Mit Artikel 5 wird ein neuer § 3 in can. 868 CIC angefügt; durch Artikel 4 wird in § 1 Nr. 2 eine Referenz auf diesen neuen § 3 gesetzt.

Can. 868 § 3 CIC bestimmt nun – übereinstimmend mit can. 681 § 5 CCEO –, dass ein Kind nichtkatholischer Christen erlaubt getauft wird, wenn derjenige, der rechtmäßig die Personensorge ausübt, um die Taufe bittet, und es nicht möglich ist, sich an einen Amtsträger der nichtkatholischen Kirche zu wenden. Damit dürfen insbesondere Priester, die in den orientalischen Kirchen – auch in den katholischen – allein ordentliche Taufspender sind, Kinder von Menschen, die aus ihrem Heimatland geflohen sind und einer orthodoxen Kirche angehören, erlaubt taufen, wenn es ihnen nicht möglich ist, sich an einen Vertreter ihrer Kirche zu wenden. Das Kind wird in diesem Fall durch die Taufe nicht katholisch, sondern orthodox.

Artikel 6

Artikel 6 fügt in can. 1108 CIC einen neuen § 3 an. Es wird bestimmt, dass nur ein Priester gültig einer Eheschließung zwischen zwei Gläubigen, die zu einer orientalischen Kirche gehören, und auch zwischen einem Angehörigen der lateinischen Kirche und einem Angehörigen einer orientalischen Kirche – gleich ob katholisch oder nichtkatholisch – assistiert.

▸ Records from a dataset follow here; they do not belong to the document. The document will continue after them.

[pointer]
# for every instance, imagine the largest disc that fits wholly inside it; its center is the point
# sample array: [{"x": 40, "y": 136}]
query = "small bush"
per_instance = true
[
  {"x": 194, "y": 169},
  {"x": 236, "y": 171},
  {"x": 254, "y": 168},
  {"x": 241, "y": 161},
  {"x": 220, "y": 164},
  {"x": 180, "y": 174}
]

Bei Eheschließungen gilt daher die Formel: Sobald ein orientalischer Christ, sei er katholisch oder nicht, an einer Eheschließung beteiligt ist, kann die Assistenz gültig nur durch einen Priester erfolgen.

Mit dieser Bestimmung wird den Vorgaben der orientalischen Kirchen Rechnung getragen, die als Eheschließungsform den sog. ritus sacer vorschreiben, der nur durch einen Priester, nicht etwa durch einen Diakon, vollzogen werden kann. Zwar war es bislang allgemeine Praxis, in Fällen, in denen ein orientalischer Christ an einer Eheschließung beteiligt war, nur einen Priester mit der Eheassistenz zu beauftragen; jetzt ist aber klargestellt, dass auch nach lateinischem Recht in diesen Fällen die Eheschließung ungültig ist, wenn ein Diakon assistiert.

Artikel 7

Artikel 7 betrifft can. 1109 CIC, der an einer Stelle sprachlich umgestaltet wird. Eine materielle Änderung tritt durch diese Änderung im Wortlaut nicht ein. Die Änderung orientiert sich am präziseren Sprachgebrauch des can. 829 § 1 CCEO.

Artikel 8

Mit Artikel 8 wird hinsichtlich der in can. 1111 § 1 CIC geregelten Eheassistenz durch Diakone, einschränkend auf den neuen can. 1108 § 3 CIC verwiesen, der bei Beteiligung eines Orientalen an einer Eheschließung eine gültige Assistenz durch eine Person, die nicht die Priesterweihe empfangen hat, ausschließt.

Artikel 9

Artikel 9 fügt denselben Vorbehalt, wie er schon bei can. 1111 § 1 CIC gesetzt worden ist, auch in can. 1112 § 1 CIC ein. Auch für den Fall, dass Laien für die Eheschließungsassistenz an sich legitim beauftragt werden, kann nur ein Priester gültig der Eheschließung assistieren, wenn ein Orientale beteiligt ist.

Artikel 10

Artikel 10 fügt in can. 1116 CIC einen neuen § 3 an. Dieser erlaubt es, dass ein lateinischer Ortsordinarius jedweden katholischen Priester mit der Einsegnung von Ehen von Gläubigen, die einer nichtkatholischen orientalischen Kirche angehören, beauftragen kann. Voraussetzung ist, dass diese Gläubigen von sich aus darum bitten und dass der gültigen und erlaubten Eheschließung nichts im Wege steht. Außerdem muss der Priester die für die Eheschließung ordentlich zuständige kirchliche Autorität informieren.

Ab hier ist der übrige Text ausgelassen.